How can one parse a function of unknown type in Haskell?

Question

I'm a Haskell novice, and I'm trying to write a parser that evaluates a certain set of simple Haskell expressions. However, I'm running into difficulty with functions when I don't know in advance what type they are.

Suppose, for example, I know that the string I want to parse evaluates to an integer. Here are a few possibilities for what the string might be.

"succ 4"

"head [5,6,7]"

"sum [1,3,1]"

"length [a,b,c,d,e]"

"pred $ sum $ take 3 $ iterate succ 1"

Naively what I'd like to do for something like the last example is a process like this.

1. Parse out the function pred, deduce from the fact that it has type (Enum a) => a -> a and that my string represents an integer that the rest of the string (after the dollar) still represents an integer.

2. Parse out the function sum and deduce that I'm now trying to evaluate a list of integers.

3. Parse out the function take and deduce that I'm looking for an integer and a list of integers.

4. Parse out the 3 and deduce that the rest of the string should be a list of integers.
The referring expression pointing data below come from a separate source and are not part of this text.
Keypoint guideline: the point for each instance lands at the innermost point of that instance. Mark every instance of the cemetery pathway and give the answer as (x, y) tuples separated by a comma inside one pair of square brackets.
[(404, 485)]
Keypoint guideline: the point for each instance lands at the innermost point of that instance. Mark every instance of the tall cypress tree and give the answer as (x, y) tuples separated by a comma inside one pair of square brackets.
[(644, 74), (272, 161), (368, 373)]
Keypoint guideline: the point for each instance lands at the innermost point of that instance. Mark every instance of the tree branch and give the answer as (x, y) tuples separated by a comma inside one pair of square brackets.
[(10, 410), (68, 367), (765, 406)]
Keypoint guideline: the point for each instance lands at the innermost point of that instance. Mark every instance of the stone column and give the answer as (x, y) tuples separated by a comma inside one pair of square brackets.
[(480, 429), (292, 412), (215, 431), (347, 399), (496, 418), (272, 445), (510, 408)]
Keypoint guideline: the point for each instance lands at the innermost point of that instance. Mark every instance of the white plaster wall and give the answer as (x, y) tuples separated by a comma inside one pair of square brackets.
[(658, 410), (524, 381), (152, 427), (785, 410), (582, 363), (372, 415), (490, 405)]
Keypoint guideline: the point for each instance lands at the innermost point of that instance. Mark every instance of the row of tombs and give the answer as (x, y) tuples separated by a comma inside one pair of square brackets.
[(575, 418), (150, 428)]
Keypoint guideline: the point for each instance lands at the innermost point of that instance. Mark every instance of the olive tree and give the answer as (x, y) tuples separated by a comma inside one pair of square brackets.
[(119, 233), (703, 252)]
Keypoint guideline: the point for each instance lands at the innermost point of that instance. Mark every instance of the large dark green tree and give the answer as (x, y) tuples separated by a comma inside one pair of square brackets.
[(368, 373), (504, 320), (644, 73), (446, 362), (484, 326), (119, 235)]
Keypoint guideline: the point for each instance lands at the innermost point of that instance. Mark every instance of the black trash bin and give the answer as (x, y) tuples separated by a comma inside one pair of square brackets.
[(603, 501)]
5. Parse out the iterate and deduce that I'm looking for a function of type Int -> Int and an integer.

6. Parse out succ and 1.

7. Perform the evaluation.

The problem is that at each stage of the process, there are many possible types for the next object I come across, as the examples illustrate. So I can't write some general-purpose parser that pulls out a function and leaves a string that represents its argument (or arguments). But if I have to write separate parsers for every conceivable kind of function, then it will rapidly become a nightmare, especially when I have to look at functions of more than one variable.

I realize that it's not quite as bad as that, since many functions are defined for several different types. But if, for example, I say something like "if the string begins with "succ" then pull it out and apply succ to the evaluation of the rest of the string", then it complains that I should have specified that I was dealing with a type in the Enum class. But then I have trouble when I'm dealing with a type that's not in that class.

Full disclosure: I'm using the simple parser in Graham Hutton's book to build what I want to build. So maybe the answer is that there are more advanced parsers out there that cope with this kind of problem and that I should be using instead.

Answer 1

As pointed out in a comment, compilers and interpreters generally work in several passes, and don't try to do too much work in each pass.

Typically parsing would be one pass, perhaps preceded by lexing. Next would be type-checking, and then either for a compiler translation to a target language (generally in several more passes), or for an interpreter, evaluation. For a quick and dirty experiment, or a dynamic language, you can omit type-checking.

You should first define an abstract syntax tree to represent parsed expressions - Haskell algebraic datatypes are ideal for this. For example your "succ 4" might parse to a term like Apply (Symbol "succ") (Int 4). You only need local information to generate this, rather than the types of surrounding values - e.g. 4 translates to Int 4 simply because it's a number and not a symbol.

You can then define a type-checker to work on the syntax tree, or just jump directly to evaluating it and check that the types make sense dynamically. Properly type-checking a language like Haskell is not simple - the classic paper "Typing Haskell in Haskell" is probably the best starting point if you really want to do that.